The Burton Morse House, at 136 Tenth Ave. N. in Twin Falls, Idaho, was built in 1908. It was listed on the National Register of Historic Places in 1993.

It is a one-and-a-half-story weatherboarded house which was designed by local architect Burton Morse in Colonial Revival style, to serve as his own house. Its gabled front facade has flared cornice returns and a prominent, Classical Revival-style portico.

The house was deemed:one of the best local examples of Colonial Revival residential design in Twin Falls. The symmetrical presentation of classical details allows this cottage to convey a stately yet unpretentious appearance. Frontal symmetry, combined with a free interpretation of classical Colonial features and the expression of interior functions on the side elevations make this house a true product of its era.
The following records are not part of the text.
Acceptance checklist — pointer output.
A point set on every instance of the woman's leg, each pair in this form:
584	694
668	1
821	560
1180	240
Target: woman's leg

The Colonial Revival style references the classicism that pervaded much of American residential design during this period, while the less formal and slightly asymmetrical treatment of side elevations reflects the "modern" movements coming into vogue at this time. / The 1908 design by Morse, a locally prominent architect, is a striking contrast to his grand public works and shows the range of his talents. Burton Morse is still remembered today, not only for his buildings, but also for his role as an early civic leader in Twin Falls.

An original garage, though deteriorated in 1992, reflects the house's architecture and was deemed a second contributing building on the property.

Morse also designed the Ramona Theater in Buhl, Idaho, which is also listed on the National Register.